Ableism is akin to racism or homophobia but with one difference: the assumption that physically challenged bodies are “someone else’s issue” remains largely unexamined outside academic or activist circles within disability communities.
—Stephen Kuusisto, before his first cup of coffee
You can’t include the disabled in whatever is meant by “diversity” until the problem above is addressed.
—Kuusisto after his second cup of coffee
That the disabled belong in special offices, sequestered environments, is a a hangover from the 19th century. Just as people of color or women still experience cruel 19th century headaches, the disabled do also. The academy taught racial separation, “the White Man’s Burden”, eugenics, and promoted the medical and psychological inferiority of women and people of color throughout the 1800’s and long into the 20th century. The hierarchies of post-secondary-education in the U.S. remain in an amnesiac state—you see, I’ve even chosen an ableist metaphor to make the point. Where disability is concerned, college administrators see no reason to address the structural dynamics of outworn and damaging ideas—after all disability is about accommodations and doesn’t a special office take care of that?

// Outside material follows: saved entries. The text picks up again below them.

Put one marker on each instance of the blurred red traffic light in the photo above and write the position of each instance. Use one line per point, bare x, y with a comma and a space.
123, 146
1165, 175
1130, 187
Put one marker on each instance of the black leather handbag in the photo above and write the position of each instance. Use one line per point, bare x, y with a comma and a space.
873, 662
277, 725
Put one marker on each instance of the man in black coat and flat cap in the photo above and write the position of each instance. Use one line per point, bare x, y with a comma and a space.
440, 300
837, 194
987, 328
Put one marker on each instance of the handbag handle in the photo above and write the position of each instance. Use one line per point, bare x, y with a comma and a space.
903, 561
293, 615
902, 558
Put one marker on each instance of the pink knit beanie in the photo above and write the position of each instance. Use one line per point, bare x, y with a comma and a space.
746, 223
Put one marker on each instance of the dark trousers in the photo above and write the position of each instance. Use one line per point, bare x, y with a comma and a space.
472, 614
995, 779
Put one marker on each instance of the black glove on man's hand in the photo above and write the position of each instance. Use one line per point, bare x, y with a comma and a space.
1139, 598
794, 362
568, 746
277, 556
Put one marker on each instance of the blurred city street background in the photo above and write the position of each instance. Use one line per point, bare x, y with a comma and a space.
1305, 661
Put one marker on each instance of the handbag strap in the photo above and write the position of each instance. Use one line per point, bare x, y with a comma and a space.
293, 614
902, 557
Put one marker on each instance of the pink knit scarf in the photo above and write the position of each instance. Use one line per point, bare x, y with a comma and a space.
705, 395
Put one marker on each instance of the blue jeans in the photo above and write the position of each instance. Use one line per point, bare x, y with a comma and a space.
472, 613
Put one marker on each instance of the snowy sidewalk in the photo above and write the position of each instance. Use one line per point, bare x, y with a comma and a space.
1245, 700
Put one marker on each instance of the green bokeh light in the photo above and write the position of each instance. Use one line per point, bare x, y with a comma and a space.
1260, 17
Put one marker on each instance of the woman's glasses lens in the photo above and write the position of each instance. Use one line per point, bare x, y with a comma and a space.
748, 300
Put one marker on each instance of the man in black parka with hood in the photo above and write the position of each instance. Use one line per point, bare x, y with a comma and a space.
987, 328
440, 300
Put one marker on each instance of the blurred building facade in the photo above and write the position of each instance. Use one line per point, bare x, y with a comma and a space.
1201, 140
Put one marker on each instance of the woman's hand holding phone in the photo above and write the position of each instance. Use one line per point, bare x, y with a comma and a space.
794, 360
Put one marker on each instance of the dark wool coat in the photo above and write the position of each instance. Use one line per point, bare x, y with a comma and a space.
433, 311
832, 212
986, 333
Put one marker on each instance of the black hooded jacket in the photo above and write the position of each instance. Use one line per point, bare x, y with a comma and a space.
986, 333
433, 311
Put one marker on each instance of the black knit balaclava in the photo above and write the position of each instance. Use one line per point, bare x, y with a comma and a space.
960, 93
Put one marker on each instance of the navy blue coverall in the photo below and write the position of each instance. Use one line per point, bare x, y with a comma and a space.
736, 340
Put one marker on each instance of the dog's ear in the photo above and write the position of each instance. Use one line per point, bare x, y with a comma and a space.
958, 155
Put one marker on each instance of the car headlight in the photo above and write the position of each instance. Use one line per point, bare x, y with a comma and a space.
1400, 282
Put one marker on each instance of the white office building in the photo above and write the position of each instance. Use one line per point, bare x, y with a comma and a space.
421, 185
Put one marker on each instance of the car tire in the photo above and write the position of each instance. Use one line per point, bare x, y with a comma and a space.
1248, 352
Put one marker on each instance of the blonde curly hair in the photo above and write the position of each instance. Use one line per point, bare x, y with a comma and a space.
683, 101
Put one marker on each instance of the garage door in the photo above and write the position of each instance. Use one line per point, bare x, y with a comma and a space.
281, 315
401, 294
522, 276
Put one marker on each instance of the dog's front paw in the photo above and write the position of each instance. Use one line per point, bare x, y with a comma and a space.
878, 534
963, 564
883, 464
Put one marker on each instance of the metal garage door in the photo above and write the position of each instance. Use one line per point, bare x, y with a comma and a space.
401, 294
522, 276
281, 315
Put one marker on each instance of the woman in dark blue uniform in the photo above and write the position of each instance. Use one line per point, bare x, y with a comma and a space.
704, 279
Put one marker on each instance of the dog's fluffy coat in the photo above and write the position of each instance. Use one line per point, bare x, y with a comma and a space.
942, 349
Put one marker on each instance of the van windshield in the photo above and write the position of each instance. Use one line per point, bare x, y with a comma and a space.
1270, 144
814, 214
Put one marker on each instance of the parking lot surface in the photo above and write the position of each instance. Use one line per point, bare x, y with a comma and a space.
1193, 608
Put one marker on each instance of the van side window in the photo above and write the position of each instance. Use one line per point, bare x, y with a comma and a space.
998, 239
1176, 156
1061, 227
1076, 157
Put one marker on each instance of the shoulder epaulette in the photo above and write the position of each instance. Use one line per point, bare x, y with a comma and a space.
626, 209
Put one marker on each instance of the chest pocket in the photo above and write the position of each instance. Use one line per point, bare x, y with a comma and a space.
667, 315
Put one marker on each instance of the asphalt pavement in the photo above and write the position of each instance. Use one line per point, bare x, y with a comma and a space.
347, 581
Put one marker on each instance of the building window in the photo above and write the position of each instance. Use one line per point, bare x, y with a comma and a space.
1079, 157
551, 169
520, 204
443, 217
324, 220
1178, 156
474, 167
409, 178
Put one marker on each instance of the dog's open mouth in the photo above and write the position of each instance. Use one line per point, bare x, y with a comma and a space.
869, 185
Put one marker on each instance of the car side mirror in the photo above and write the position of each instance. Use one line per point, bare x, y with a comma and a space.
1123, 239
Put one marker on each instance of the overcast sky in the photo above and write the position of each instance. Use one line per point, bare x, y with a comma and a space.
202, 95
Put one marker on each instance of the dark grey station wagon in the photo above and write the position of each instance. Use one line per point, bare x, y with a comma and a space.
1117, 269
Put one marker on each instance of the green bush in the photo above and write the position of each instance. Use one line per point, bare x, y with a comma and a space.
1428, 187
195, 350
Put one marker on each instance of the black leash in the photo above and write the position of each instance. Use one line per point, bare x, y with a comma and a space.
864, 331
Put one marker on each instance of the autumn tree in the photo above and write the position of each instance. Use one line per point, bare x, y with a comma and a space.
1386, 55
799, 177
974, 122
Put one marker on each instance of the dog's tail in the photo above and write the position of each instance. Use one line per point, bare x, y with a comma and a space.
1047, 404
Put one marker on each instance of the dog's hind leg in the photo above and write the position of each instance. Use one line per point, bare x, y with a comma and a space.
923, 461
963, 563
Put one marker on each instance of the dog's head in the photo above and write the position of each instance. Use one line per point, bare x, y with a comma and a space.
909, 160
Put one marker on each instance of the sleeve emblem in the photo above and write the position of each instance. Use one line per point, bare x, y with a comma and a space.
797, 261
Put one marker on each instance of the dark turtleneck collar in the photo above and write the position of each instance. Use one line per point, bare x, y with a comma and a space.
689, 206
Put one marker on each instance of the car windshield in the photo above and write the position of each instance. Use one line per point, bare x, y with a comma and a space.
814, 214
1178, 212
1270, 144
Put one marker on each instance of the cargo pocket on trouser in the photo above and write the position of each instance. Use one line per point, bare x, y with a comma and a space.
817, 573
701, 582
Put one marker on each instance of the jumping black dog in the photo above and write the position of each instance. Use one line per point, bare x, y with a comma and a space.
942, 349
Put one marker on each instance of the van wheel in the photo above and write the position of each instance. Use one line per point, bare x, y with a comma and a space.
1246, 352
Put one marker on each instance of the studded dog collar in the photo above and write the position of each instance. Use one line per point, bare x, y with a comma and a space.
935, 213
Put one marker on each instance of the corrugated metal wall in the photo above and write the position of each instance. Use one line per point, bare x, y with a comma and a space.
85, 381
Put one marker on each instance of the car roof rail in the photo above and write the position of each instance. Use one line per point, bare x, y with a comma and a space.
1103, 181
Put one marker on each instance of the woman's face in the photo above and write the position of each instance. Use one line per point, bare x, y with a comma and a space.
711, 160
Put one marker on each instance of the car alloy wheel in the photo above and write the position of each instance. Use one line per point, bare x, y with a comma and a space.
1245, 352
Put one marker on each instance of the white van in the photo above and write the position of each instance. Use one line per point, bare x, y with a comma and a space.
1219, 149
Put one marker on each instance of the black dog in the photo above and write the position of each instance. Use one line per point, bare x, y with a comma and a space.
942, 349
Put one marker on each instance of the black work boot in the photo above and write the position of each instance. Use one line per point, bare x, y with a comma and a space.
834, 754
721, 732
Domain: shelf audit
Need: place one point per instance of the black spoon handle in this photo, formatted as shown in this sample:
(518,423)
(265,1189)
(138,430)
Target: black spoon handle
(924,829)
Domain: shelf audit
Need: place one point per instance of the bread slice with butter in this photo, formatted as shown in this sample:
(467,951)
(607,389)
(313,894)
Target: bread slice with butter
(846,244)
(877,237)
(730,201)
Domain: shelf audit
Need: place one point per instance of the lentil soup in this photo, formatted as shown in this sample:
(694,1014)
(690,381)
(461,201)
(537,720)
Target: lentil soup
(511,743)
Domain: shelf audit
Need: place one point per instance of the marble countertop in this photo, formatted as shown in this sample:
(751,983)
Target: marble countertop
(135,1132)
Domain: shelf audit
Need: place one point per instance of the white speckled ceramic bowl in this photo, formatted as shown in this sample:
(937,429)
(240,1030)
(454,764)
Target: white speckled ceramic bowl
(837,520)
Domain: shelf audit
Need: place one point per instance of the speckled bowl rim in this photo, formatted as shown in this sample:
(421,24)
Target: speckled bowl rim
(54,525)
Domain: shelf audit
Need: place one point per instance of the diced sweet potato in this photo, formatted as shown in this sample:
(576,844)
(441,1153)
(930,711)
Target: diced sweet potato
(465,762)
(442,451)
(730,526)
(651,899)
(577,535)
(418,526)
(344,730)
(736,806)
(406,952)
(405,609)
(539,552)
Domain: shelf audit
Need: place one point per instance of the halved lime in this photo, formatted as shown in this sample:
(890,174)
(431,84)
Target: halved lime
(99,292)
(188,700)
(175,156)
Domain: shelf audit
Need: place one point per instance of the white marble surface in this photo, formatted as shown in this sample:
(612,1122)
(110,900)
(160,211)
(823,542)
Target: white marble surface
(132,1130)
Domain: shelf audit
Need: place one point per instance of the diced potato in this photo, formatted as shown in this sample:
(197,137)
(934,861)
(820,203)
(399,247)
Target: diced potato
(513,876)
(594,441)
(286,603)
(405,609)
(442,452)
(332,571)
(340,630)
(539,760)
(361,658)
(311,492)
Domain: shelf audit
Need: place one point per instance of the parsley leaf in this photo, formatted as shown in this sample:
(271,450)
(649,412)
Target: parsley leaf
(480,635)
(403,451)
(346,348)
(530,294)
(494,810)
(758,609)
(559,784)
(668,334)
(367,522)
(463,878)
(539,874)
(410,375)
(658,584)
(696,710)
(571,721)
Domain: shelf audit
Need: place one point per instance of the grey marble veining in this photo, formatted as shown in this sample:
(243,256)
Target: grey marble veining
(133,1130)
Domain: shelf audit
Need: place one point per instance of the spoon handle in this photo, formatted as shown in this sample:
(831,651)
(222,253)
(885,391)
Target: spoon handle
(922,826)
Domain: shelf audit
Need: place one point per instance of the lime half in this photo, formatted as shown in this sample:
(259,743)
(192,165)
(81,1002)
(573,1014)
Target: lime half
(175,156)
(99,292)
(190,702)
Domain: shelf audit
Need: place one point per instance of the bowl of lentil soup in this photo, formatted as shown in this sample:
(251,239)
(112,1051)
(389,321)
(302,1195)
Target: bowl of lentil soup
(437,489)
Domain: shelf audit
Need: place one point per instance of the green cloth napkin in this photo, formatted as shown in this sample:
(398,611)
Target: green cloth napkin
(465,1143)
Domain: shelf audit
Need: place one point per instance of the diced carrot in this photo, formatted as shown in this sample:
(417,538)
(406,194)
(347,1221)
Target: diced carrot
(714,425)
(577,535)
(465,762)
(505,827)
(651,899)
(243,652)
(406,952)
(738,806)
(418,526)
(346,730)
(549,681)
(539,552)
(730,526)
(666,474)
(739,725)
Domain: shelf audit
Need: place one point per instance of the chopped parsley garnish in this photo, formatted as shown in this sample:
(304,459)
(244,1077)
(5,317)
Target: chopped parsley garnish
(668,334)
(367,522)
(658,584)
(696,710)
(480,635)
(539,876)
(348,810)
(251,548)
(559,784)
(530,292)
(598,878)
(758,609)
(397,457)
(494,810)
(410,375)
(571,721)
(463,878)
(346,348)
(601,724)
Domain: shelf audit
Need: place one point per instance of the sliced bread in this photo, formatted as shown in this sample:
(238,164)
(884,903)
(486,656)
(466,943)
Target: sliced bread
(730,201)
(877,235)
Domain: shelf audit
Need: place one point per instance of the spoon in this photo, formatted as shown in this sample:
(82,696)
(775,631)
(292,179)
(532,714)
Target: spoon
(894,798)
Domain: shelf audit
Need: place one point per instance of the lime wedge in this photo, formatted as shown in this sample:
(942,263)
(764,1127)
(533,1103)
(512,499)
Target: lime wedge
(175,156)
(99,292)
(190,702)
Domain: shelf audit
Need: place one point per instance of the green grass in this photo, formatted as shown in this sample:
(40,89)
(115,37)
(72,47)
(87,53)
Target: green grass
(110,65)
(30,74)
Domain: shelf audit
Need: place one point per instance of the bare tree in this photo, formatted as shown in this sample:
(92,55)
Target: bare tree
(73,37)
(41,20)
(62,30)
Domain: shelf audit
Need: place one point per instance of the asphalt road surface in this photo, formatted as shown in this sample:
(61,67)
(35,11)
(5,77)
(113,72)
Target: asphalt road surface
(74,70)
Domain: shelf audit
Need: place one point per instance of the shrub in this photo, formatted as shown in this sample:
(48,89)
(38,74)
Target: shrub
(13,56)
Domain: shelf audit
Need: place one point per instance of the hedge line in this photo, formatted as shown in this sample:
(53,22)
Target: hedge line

—Kuusisto after a bowl of oatmeal
The last sentence above is always spoken by the able bodied. The disabled don’t say this. They say “we’re part of the village now.”
The able bodied say, “you’re part of the village only insofar as it’s convenient. Go to your special office.”
—K after walking his dog
- The special office is always in an out of the way location.
- The special office is always understaffed.
- The S.O. gives faculty and administration permission to think “the disabled” (who are really cash paying students—your sister, your friend, your neighbor….) are a complicated problem, requiring sequestered and specialized “treatment”.
- This is an outworn model for disability engagement.
- Faculty and staff need to be brought into the 21st century where disability is concerned.
- This cannot be accomplished if able bodied faculty, staff, and administration cannot confront the legacies of ableist thinking.
- No one likes to be called ableist. Just as some white people hate to be called out for white privilege and say, “but I have a black friend”—thereby proving their privilege—ableists are fond of saying “I CARE about disability”—which often means, “I want to change the subject.”
- This is what I like to call the ableist shrug. If the able bodied believe themselves progressive but fail to assist the disabled when they experience obstacles, then they’re extending ableism.